ぼくが三年生のときのことだった。同じクラスの友達が、ヤゴを七ひきぐらい教室に持ってきた。ぼくはそれまで本物のヤゴを見たことがなかった。やっぱり図かんやテレビで見るヤゴとはひとあじちがっていた。本物はかっこいい。はく力がある。でもはく力がありすぎて、ちょっとショックに感じたことが起こった。ぼくのもらったヤゴが、ほかのヤゴに食べられているまっさいちゅうの場面を見てしまったことだ。ぼくのヤゴは、両方のあごでがっちりとつかまれていた。ムシャムシャという音が聞こえてきそうだった。そしてカラだけ残して、身はすっかり食べられてしまった。ああ、そうか。ヤゴは肉食だったのか。おなかがへったら共食いをするんだ。ぼくにとって悲しい発見だった。
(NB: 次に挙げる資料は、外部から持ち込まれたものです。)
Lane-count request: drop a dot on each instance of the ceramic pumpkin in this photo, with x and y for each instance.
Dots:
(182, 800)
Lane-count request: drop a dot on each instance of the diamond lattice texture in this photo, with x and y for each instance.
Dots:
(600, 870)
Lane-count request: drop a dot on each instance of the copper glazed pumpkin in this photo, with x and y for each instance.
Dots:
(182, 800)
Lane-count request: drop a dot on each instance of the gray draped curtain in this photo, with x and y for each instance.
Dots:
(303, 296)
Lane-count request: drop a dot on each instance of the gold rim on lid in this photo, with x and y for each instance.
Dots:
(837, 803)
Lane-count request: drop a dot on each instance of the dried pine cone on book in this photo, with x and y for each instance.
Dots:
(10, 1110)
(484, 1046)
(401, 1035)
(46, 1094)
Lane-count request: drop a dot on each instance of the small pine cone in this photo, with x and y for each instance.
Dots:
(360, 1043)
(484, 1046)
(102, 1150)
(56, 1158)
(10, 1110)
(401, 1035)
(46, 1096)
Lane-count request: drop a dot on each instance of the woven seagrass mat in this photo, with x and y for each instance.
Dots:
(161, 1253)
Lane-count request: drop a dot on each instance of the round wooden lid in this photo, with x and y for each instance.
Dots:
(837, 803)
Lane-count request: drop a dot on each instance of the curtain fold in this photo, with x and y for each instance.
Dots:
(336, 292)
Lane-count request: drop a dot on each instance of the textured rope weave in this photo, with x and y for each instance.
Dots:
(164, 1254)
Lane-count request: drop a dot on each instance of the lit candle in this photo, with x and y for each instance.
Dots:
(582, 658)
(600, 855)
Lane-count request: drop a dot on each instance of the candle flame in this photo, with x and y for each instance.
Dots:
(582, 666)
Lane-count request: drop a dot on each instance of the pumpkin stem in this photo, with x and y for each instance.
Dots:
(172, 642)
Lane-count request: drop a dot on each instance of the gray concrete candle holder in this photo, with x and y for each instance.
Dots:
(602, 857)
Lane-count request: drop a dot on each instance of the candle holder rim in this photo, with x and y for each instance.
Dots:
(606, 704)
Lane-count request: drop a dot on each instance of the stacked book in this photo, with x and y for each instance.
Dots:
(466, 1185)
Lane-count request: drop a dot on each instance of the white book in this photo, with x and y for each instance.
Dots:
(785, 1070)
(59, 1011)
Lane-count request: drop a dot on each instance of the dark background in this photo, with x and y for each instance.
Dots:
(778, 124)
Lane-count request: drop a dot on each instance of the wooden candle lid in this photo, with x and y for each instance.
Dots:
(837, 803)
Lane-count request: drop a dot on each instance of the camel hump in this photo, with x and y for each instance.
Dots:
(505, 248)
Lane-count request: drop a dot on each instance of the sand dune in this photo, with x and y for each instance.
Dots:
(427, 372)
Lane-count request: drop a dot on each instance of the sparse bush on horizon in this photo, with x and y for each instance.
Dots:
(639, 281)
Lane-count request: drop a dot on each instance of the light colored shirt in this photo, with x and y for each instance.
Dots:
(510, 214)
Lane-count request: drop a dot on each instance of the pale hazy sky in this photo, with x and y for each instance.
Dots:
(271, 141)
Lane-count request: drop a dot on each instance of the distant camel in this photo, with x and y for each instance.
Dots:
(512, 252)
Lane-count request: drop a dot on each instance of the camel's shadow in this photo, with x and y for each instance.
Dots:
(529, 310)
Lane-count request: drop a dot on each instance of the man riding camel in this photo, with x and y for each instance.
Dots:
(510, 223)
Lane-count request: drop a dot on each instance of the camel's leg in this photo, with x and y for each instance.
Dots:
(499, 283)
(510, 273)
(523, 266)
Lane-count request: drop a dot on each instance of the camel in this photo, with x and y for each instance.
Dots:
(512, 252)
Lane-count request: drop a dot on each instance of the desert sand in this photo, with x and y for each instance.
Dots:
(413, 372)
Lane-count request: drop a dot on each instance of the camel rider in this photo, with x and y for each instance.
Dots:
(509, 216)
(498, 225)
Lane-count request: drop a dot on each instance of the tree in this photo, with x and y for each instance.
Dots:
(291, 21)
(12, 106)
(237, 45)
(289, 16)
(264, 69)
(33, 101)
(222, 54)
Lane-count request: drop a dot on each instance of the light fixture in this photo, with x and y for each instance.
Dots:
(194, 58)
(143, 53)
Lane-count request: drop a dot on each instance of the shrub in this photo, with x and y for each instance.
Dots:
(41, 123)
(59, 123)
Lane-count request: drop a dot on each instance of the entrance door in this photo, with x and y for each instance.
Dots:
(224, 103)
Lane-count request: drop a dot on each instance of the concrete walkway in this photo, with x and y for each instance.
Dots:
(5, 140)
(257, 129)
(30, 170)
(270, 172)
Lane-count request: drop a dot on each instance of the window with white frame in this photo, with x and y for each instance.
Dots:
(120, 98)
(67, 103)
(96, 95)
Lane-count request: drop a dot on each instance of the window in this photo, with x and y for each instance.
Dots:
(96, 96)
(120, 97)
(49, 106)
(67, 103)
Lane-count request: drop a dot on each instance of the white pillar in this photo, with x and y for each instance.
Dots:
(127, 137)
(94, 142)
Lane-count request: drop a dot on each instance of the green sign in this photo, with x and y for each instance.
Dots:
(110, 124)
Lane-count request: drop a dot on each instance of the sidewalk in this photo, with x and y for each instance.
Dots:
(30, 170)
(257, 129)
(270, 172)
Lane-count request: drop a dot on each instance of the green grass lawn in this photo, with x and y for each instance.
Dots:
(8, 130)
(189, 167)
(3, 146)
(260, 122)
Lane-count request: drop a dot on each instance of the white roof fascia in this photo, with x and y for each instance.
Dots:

メダカのサンキチの友達も、ぼくのヤゴのように食べられてしまった。体が半分すなにうずもれたままでびくともしないヤゴは、なんだかとてもぶきみな感じがする。しずかにじっと、えものをとらえるしゅん間をねらっているんだな。「来るぞ、来るぞ」と思ったらドキドキしてきた。なんとかしてサンキチの友達を助けてやりたかった。でも、メダカにとってはかいぶつヤゴでも、こうして一生けん命にえものをとって食べて成長しているとちゅうで、ぎゃくに鳥のエサになってしまうこともある。ぼくは、「どうか鳥に見つかりませんように」と思いながら、成虫トンボになるときをじっくり観察した。せ中のカワがわれて、ゴソゴソと体が出てきて、だんだんと虫の形になっていく様子は、チョウやセミとそっくりだと思った。おどろいたのは、羽化のときにエラこきゅうから気門というあなのこきゅうにかわることだ。かいぶつヤゴは、他の虫にはまねできない不思ぎな変身の力を持っている。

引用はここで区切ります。